F1 has held a grand prix in Las Vegas twice before, in 1981 and 1982, when former boss Bernie Ecclestone staged a race in the car park at the Caesars Palace casino.
Through the 1990s, Ecclestone worked with various parties in Las Vegas to try to secure a race on the Strip, but his attempts were always stymied by the refusal of the casino owners to close the famous road.
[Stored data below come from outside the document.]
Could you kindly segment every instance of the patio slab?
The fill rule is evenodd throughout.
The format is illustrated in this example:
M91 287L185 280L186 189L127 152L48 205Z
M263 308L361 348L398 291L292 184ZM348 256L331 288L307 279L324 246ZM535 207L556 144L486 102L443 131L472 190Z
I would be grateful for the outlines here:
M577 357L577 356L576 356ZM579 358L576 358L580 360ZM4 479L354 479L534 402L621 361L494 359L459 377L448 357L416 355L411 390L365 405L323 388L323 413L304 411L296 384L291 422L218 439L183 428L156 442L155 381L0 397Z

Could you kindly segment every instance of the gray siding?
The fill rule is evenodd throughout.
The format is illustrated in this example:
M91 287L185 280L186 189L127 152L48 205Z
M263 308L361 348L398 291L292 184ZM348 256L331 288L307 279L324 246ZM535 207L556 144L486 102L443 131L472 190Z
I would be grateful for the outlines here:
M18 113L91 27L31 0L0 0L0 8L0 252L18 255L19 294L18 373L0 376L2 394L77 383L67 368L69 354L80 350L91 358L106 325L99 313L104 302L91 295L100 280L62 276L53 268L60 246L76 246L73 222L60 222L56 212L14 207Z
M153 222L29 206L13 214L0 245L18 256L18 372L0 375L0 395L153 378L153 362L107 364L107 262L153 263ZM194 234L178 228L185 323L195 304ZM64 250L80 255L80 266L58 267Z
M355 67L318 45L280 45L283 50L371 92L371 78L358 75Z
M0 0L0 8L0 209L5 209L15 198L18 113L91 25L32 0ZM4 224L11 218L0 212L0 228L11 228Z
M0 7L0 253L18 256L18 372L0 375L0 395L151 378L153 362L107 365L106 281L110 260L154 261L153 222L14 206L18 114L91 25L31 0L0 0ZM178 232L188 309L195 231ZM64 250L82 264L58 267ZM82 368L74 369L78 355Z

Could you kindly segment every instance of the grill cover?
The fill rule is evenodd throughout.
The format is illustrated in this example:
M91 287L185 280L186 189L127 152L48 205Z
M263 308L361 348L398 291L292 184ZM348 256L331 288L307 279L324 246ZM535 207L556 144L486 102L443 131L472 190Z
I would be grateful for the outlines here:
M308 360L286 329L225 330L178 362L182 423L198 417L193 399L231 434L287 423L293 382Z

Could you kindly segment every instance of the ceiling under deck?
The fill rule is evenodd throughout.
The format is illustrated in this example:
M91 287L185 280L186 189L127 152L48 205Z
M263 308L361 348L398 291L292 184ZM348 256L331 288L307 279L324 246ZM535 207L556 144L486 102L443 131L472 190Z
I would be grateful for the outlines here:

He revived the plans from time to time but never succeeded in securing a deal.
This time, the casinos and hotels are all on board, and it seems this has come about as a result of F1’s growing momentum in the States, which many put down largely to the new audience created by the Netflix show Drive to Survive.
Domenicali has also worked assiduously on relationships with power-brokers in Las Vegas since he took on the job at the start of 2021.
In the 1960s and ’70s, F1 had a permanent home in the US at Watkins Glen in New York State, which was joined by a street race at Long Beach, California from 1978.
Watkins Glen’s tenure came to an end in 1980 and Long Beach followed it off the calendar after 1983, both for financial reasons, and F1 spent the 1980s as an itinerant presence in America, cycling through a series of anonymous tracks in cities around the country, none of which were a success.
It seemed to have found a permanent home with the move to a road course inside the famous oval track at Indianapolis Motor Speedway from 2000-7.
But although the event attracted large crowds, F1 sabotaged its own future there with a controversial race in 2005, when only six cars took part because of a row over tyres, handled badly by F1’s bosses.
That meant Indianapolis’ contract was not renewed, and the US fell off the calendar until Ecclestone landed the Austin race from 2012.
Austin was a hit from its beginning, and has only grown in stature since, but Ecclestone failed in his attempts to secure a street race overlooking the Manhattan skyline in New York in the 2010s.
And it has taken the advent of Liberty, which bought F1 in 2017 and ousted Ecclestone as chief executive, to usher in what appears to be a new era of success in the States.